Rochelle se redressa et le regarda. Ses yeux s’éteignaient dans sa figure marquée.

— Comment est-ce arrivé ? dit-elle.

— Je n’ai pas pu vous voir hier, dit Angel. Je pensais que Petitjean vous avait dit.

— Il est tombé dans le puits, dit Rochelle. Vous ne pouviez pas le retenir, parce qu’il était si lourd. Je sais comme il était lourd. Comment est-ce arrivé à Anne ?

— C’est ma faute, dit Angel.

— Mais non… Vous n’étiez pas assez fort pour le retenir.

— Je vous aimais énormément, dit Angel.

— Je sais, dit Rochelle. Vous m’aimez encore beaucoup.

— C’est pour ça qu’il est tombé, dit Angel. Il semble. Pour que je puisse vous aimer.

— Il est trop tard, dit Rochelle avec une sorte de coquetterie.

— Il était trop tard même avant.

— Alors, pourquoi est-il tombé ?

— Il n’a pas pu tomber, dit Angel. Pas Anne.

— Oh, dit Rochelle, c’est un accident.

— Vous n’avez pas dormi ?

— Je pensais qu’il ne fallait pas me coucher, dit-elle, parce que, tout de même, un mort, ça se respecte.

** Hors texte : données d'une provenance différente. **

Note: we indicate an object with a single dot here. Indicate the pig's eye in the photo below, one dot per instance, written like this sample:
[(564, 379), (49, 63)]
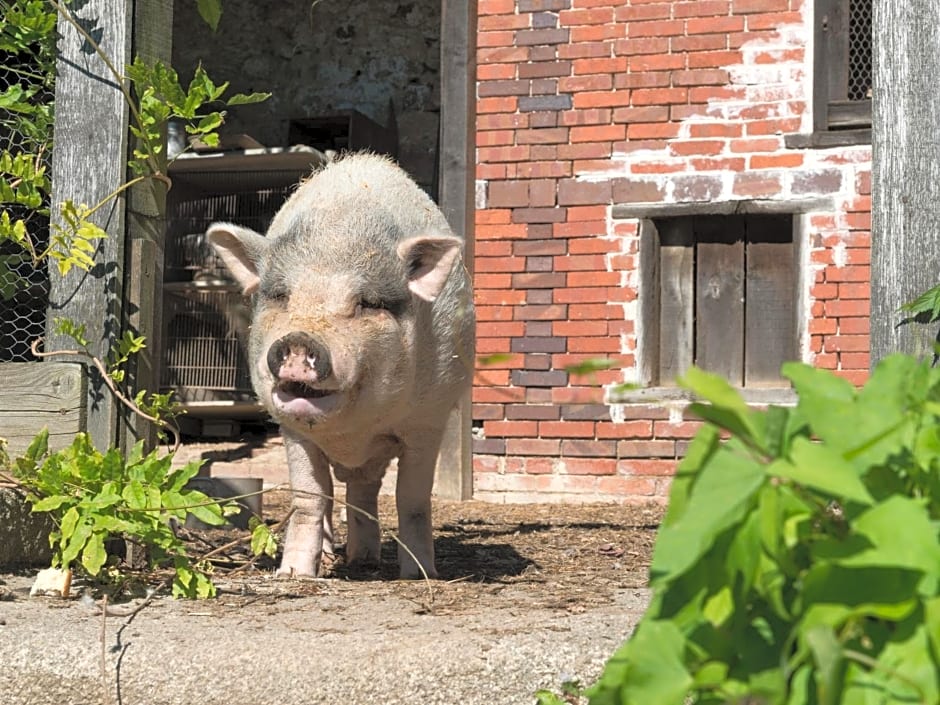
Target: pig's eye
[(278, 296), (373, 305)]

— Et vous vous êtes endormie… dit Angel.

— Oui, l’abbé Petitjean m’avait donné une chose que j’ai prise.

Elle lui tendit un flacon plein.

— J’ai pris cinq gouttes. J’ai très bien dormi.

— Vous avez de la veine, dit Angel.

— Ce n’est pas quand les gens sont morts qu’on y change quelque chose en se lamentant, dit Rochelle. Vous savez ça m’a fait beaucoup de peine.

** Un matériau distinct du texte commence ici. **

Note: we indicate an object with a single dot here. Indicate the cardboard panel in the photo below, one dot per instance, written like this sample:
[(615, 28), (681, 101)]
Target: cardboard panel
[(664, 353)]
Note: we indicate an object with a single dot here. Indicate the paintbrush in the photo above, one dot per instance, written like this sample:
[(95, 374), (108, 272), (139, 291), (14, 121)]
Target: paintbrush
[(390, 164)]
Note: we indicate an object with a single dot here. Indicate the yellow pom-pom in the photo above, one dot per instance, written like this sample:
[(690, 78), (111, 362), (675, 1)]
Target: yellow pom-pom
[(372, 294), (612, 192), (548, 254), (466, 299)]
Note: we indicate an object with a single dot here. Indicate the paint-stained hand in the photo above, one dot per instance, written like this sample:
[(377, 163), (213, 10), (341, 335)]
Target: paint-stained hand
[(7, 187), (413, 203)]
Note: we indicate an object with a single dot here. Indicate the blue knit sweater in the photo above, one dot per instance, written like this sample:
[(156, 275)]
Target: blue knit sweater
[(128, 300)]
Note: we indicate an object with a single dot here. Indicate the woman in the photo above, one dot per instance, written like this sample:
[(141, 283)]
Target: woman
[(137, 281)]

— Moi aussi, dit Angel. Je me demande comment nous pouvons vivre après cela.

— Vous croyez que ce n’est pas bien ?

— Je ne sais pas, dit Angel.

Il regarda le flacon.

— Si vous aviez pris la moitié de la bouteille, dit-il, vous ne seriez pas réveillée.

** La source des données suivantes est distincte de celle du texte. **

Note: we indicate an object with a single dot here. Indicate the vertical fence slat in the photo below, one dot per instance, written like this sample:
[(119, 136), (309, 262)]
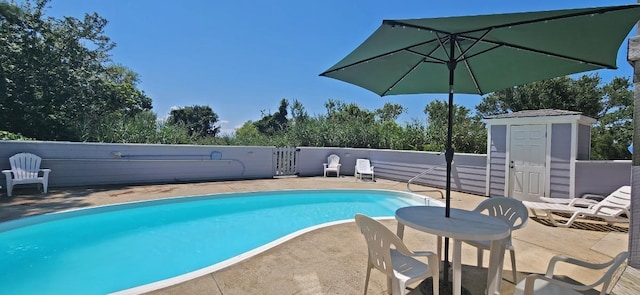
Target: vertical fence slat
[(286, 161)]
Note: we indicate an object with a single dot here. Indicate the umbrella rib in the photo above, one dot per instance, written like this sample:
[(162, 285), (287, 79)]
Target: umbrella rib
[(551, 18), (428, 55), (402, 77), (542, 52), (466, 64), (378, 56), (475, 42)]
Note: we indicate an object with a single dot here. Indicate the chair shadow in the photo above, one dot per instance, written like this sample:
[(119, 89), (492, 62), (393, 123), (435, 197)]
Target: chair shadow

— J’ai fait de très beaux rêves, dit Rochelle. Il y avait deux hommes amoureux de moi, qui se battaient pour moi, c’était merveilleux. C’était très romanesque.

— Je vois ça, dit Angel.

— Peut-être qu’il n’est pas tellement trop tard, dit Rochelle.

— Vous avez vu Anne ?

— Non !.. dit Rochelle. Ne me parlez pas de ça, ça me déplaît. Je ne veux pas penser à ça.

— Il était beau, dit Angel.

Rochelle le regardait avec inquiétude.

— Pourquoi me dites-vous ces choses-là ? dit-elle. J’étais calme, et vous venez me faire peur et m’impressionner. Je ne vous aime pas quand vous êtes comme ça. Vous êtes toujours triste. Il ne faut pas penser à ce qui est arrivé.